Comments in Indic Layout Requirements

I’ve looked over the 2014-11-27 version of
http://www.w3.org/International/docs/indic-layout/
and have some comments:

– The document should clarify which writing systems it intends to cover. Three languages are mentioned in section 1.1 as being written primarily or alternatively in Perso-Arabic script, but otherwise there’s no information regarding writing in this script and issues associated with it, such as bidirectional layout or justification using kashidas. Should this be covered here, or is the hope that it will eventually be covered in a requirements document for Arabic and other bidirectional scripts?

– It might be desirable to include a few other Brahmi-derived writing systems that are used in countries near India, such as Sinhalese, Nepalese, and Tibetan, since chances of them getting their own requirements document are pretty slim. South-east Asian scripts may eventually get covered by their own requirements document.

– Most of the content of the document seems focused on Hindi written in Devanagari. This seems to imply that all other Indian writing systems work pretty much the same as this one. I’m not an expert, but I’ve heard claims that there significant differences between Indian writing systems, especially between southern ones such as Tamil and Malayalam and the northern ones. If that’s the case, such differences should be documented.

– The document is a lot shorter than the Japanese layout requirements. Readers will generally assume that for all aspects of text layout that are not covered in the document generic/English rules apply: Text emphasis by using bold/italic/underline, justification by extended spaces, headings in larger type and/or bold, quotations in “” (or « », or other quotation marks), page numbers in Western digits, etc. Is that all fine?

1.2.1 “Unicode uses a 16 bit encoding that provides code point for more than 1 million characters”: Well, UTF-16 exists, but a 16-bit encoding has not been at the core of Unicode for a long time. At the core are code points between U+0000 and U+10FFFF.

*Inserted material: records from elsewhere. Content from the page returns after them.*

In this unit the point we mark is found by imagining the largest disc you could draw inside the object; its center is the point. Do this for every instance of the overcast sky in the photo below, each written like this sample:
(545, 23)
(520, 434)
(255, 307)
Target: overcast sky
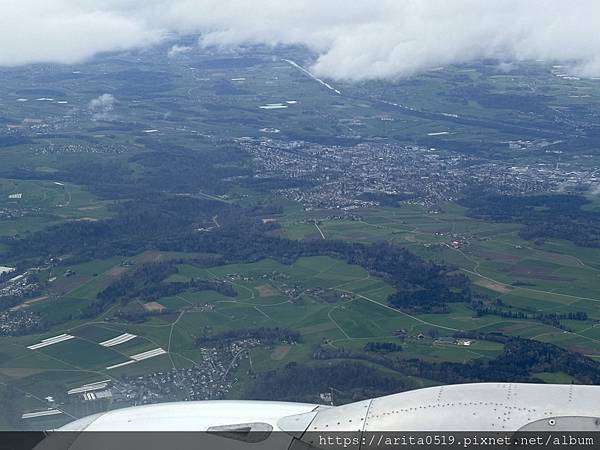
(353, 39)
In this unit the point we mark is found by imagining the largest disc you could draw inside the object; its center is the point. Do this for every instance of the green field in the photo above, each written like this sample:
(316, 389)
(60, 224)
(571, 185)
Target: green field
(553, 277)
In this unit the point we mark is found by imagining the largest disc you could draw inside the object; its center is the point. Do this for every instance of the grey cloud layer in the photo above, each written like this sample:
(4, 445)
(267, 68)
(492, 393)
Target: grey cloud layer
(354, 40)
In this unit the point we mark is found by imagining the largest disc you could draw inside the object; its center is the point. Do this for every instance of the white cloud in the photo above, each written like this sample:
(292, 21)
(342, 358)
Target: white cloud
(356, 40)
(178, 49)
(102, 107)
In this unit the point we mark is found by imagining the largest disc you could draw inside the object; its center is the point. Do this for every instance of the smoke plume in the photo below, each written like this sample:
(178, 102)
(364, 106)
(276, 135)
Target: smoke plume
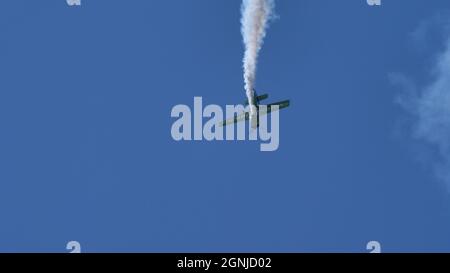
(255, 17)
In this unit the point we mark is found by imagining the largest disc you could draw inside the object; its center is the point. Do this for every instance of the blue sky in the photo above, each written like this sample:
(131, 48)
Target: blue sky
(86, 152)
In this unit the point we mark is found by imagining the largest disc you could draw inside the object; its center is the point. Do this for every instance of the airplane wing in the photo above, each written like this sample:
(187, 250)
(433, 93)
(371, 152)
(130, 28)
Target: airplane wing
(246, 116)
(237, 118)
(281, 105)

1.2.1 “UNICODE”: Unicode is not an acronym and is therefore not normally written in all-caps.

1.2.1: CLDR is managed by the Unicode Consortium, but is not part of the Unicode Standard.

2.2 “consonant as per Unicode's definition”: Where does the Unicode standard define this set? Do you mean the Consonant category defined in the IndicSyllabicCategory.txt file? If so, how do the other consonant categories fit in, in which some of the Indic scripts other than Devanagari have characters, e.g., Consonant_Dead?

3. “All the context of word boundaries disscused above should based on tailored Grapheme Cluster Boundaries”: For languages that use spaces to separate words, word breaks are commonly defined by spaces and punctuation (http://www.unicode.org/reports/tr29/#Word_Boundaries). Is that not appropriate for Indic languages, so that tailored grapheme clusters should be used to define words?

3. “tailored Grapheme Cluster Boundaries”: Are extended (non-tailored) grapheme clusters (http://www.unicode.org/reports/tr29/#Grapheme_Cluster_Boundaries) not adequate for Indic writing systems? If so, it would help to have definitions of the required tailored grapheme clusters in CLDR.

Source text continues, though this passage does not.